The British Medical Journal have recently published a study regarding data collection amongst health apps on the Google Play Store. The investigation looked at 20,000 health apps, many of which ask that users disclose sensitive information such as calorie intake and menstruation tracking.

Out of these platforms, 28% of the apps failed to provide a form of privacy statement or explanation on Google Play regarding the information being collected. This is against the Store’s terms of service and so it must be asked how and why this has been allowed. Many apps also have been found to violate their own personal privacy policies, meaning GDPR has likely been breached.

The right to be informed in the GDPR requires that users are informed clearly about how their data is being used. Muhammad Ikram from the Macquarie University Cyber Security Hub has stated that some of the information that is being passed onto third parties such as advertisers is effectively ‘data mining’. He continues that this is ‘done without user consent and is being done explicitly and implicitly’.

Why Does This Matter?

Having your personal data given to public platforms without consent is undesirable for a variety of reasons. For example, many companies use such data to understand your lifestyle habits to benefit their business. Furthermore, this also increases the opportunity for additional violations of privacy of extremely sensitive information.

The investigation conducted also discovered that only 1.3% of reviews from users have actually raised concerns about privacy violations. This demonstrates the lack of awareness regarding intrusive data collection that are potentially breaching Google Play’s terms of service. Consequently, many may have experienced such a breach and their data may have been shared to other parties outside of the platforms without their knowledge.

What Can You Do?

Ikram suggested that users should begin to look at privacy policies on the Google Play Store to ensure that their data is being handled safely and securely. It was also suggested that users further look into how the platforms intend to use their data and who they wish to share it with. This can help prevent misuse of data and any exploitation of medical information.
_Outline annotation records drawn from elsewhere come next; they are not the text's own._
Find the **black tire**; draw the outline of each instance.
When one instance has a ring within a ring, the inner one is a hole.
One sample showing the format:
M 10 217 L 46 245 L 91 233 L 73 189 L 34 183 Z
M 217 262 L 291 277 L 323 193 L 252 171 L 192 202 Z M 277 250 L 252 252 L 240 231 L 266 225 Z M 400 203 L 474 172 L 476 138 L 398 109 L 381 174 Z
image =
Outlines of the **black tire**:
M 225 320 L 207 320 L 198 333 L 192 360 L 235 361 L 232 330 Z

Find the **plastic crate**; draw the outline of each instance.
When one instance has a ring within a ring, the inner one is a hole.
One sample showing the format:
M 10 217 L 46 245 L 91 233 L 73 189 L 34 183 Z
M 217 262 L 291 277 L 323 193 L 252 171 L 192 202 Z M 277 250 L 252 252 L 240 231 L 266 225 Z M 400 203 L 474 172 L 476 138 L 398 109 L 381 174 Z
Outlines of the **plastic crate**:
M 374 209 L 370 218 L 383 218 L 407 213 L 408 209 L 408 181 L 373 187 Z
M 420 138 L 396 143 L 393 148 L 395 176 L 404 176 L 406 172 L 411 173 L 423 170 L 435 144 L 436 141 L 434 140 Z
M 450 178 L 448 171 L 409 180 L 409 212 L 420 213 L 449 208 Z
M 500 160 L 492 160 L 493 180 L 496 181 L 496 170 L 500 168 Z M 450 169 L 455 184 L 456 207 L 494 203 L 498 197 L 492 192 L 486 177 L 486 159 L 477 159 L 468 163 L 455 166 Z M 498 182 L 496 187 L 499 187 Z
Another way to prevent data harvesting is to use strong passwords in order to protect data from unauthorised personnel. It is recommended that passwords should vary between platforms and should not be similar to a name or birthday.

Legal Implications

The GDPR defines data mining as ‘any form of automated processing of personal data consisting of using those data to evaluate certain personal aspects relating to a natural person’ in Article 4. If the above health apps are in fact violating privacy terms, then they may also be breaching the GDPR’s requirements.

Furthermore, if the apps are doing this without the user’s consent, this goes against the GDPR requirement found in the ‘right of access’ section. This states that the user must be notified of all safeguards in place should their data be transmitted to another party. The ‘right to inform’ also requires that the user must be notified within a reasonable time that their data has been collected. This comes with a set of conditions such as where the information was obtained and the content of said data.

The health apps in question seem to violate these requirements if they are proven to collect data ‘without user consent’ as described by Ikram. It is up to the relevant platforms to patrol this and ensure that all apps follow the essential guidelines.


Although not all apps are using data in this way, the few that are should be investigated and regulated by the relevant platform. In the Google Play Store’s case, if apps are failing to meet the Store’s terms of service, it logically follows that steps should be taken to prevent further violation.

Users could also focus on protecting themselves the best they can by reading all terms and conditions and privacy notices in addition to creating a more secure account using strong passwords for example.